Capital n° 1
 
 


Mathias Ecoeur

10/10/2015

 

Contrairement à ce que l’Académie préconise, le terme de capital n’est qu’imparfaitement issu du latin capitalis. L’origine caput, bien sûr, est présente encore dans certaines expressions, telle peine capitale – qui ne signifie donc pas peine importante, mais manifeste simplement le risque de la décapitation. Certes, il peut s’agir toujours de perte (mais pas celle de la tête, quoiqu’il y aurait là quelque chose à creuser aussi) dans l’origine ô combien plus importante découverte dans un dialecte fort ancien, et presque inconnu, dont il n’existe pour trace aujourd’hui que quelques gravures découvertes par un archéologue anglais au XIXè siècle dans les ruines de la tour de Babel (découverte bien injustement éclipsée par le déchiffrement de la pierre de Rosette). Capital, donc, du bas-badin littéraire capitus et de sa variation vulgaire cabitus, le premier ayant donné capiton alors que le second trouve sa descendance en français dans bide. On notera l’ajout au report des connotations littéraire/vulgaire une distinction d’ordre culturel – alors que le premier terme reste très général, le second a une prédisposition certaine pour le genre masculin. Mais trêve de circonférences.

Le capital par son origine désigne ainsi un amas graisseux. Que l’on ne s’y méprenne point : contrairement à leur progéniture (bide en particulier) capitus et cabitus ne font intrinsèquement état d’aucune appréciation de la chose (ni morale ni esthétique – ou de quelque autre nature que ce soit). Cela sans doute car la seule accumulation n’est pas en cause, proche de ce que Foucault décrivait (mais chez les Grecs, non chez les Badins) des régimes en rapport avec la sexualité (voir Histoire de la sexualité, 3 tomes). Il en découle une perspective quasiment métaphorique qui fait du capital(a) ce qui permet d’affronter un hiver et a vocation, à cette fin et en temps voulu, à s’accumuler et (b) ce qui au retour des chaleurs doit s’éliminer par souci de confort et de santé ; la masse se fond alors dans le circuit énergétique par la reprise des travaux agricoles les plus physiques (dont dépend la nouvelle capitalisation nécessaire à l’automne suivant). Le capital, dans sa forme saine, suppose donc un mouvement, ou plus précisément une oscillation, une adaptation constante et une circulation.

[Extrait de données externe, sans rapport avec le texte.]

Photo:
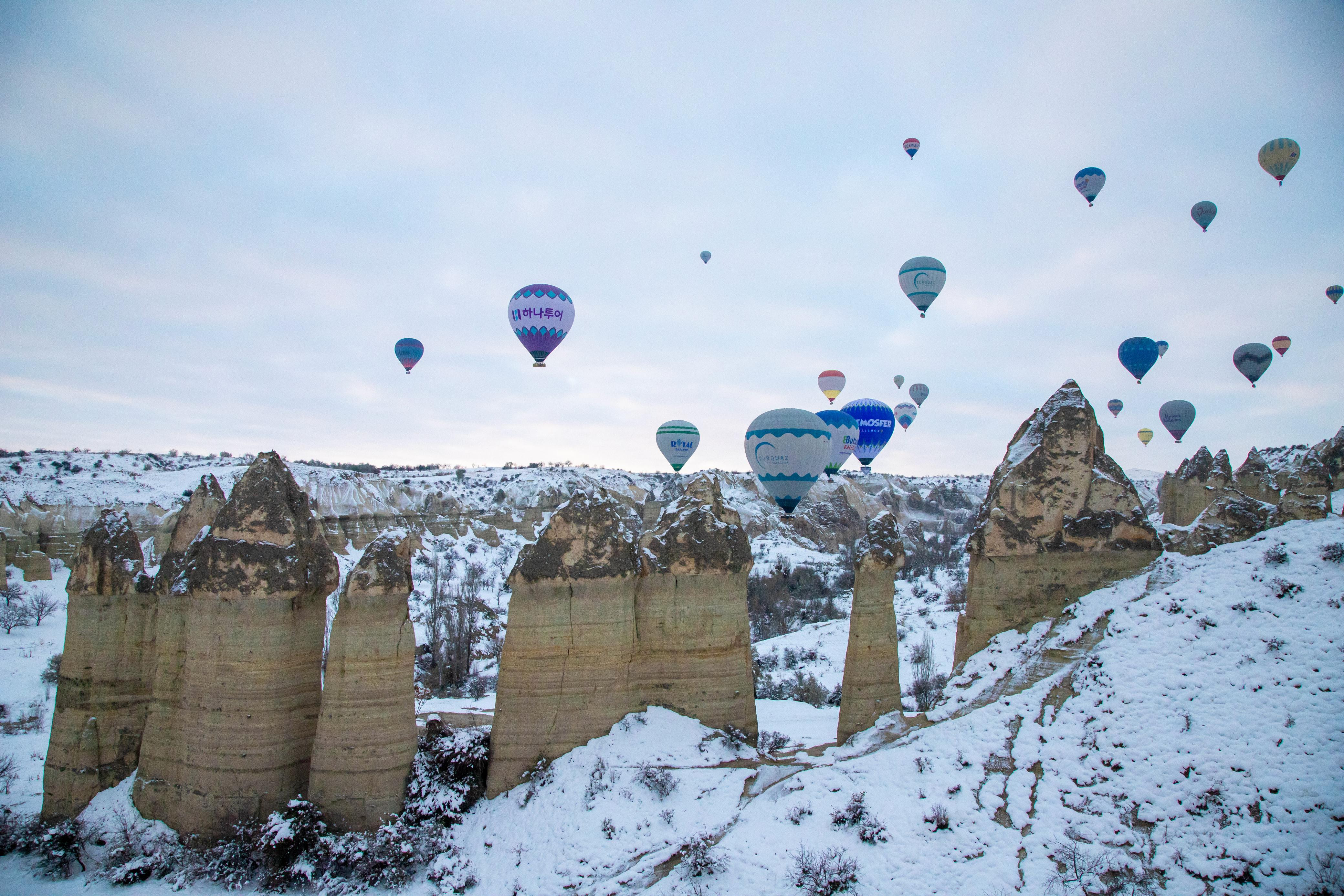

Les usages actuels et les dérivés de capital renvoient généralement à ce cycle (a) en tant qu’il est respecté : usages généralement mélioratifs, connotations positives du Confortable dans lequel s’agglomèrent la sécurité et le douillet ; (b) en tant qu’il est déjoué, ce qui engendre deux figures selon la nature de sa perversion : (b1) réduction ou (b2) accumulation. (b1) Figure de l’Ascète telle que critiquée par Nietzsche, anorexie qui n’ouvre vers aucune puissance, vide qui se vide, n’en finit pas de se vider, finira aussi mort que ce Dieu dont l’absence insupportable inspire l’idéal ascétique. (b2) Figure du Goinfre, du paysan devenu propriétaire terrien au fil des générations, image de l’industriel ou du financier d’avant 29, gilet tendu, haut-de-forme (NB. D’où la nécessité de ne point confondre le capital et le capitalisme – qui n’en est qu’une excroissance, une déformation), « patrimoine » ou « capital » culturel, ceux qui présentent l’école comme un long Gavage de bourrelets de savoir dont la fadeur ou les relents de poussière n’excitent plus guère les papilles, et qui grelotte tout juste encore, au gré des habitus, du tremblement infini qui fut jadis (ou hier) le sien.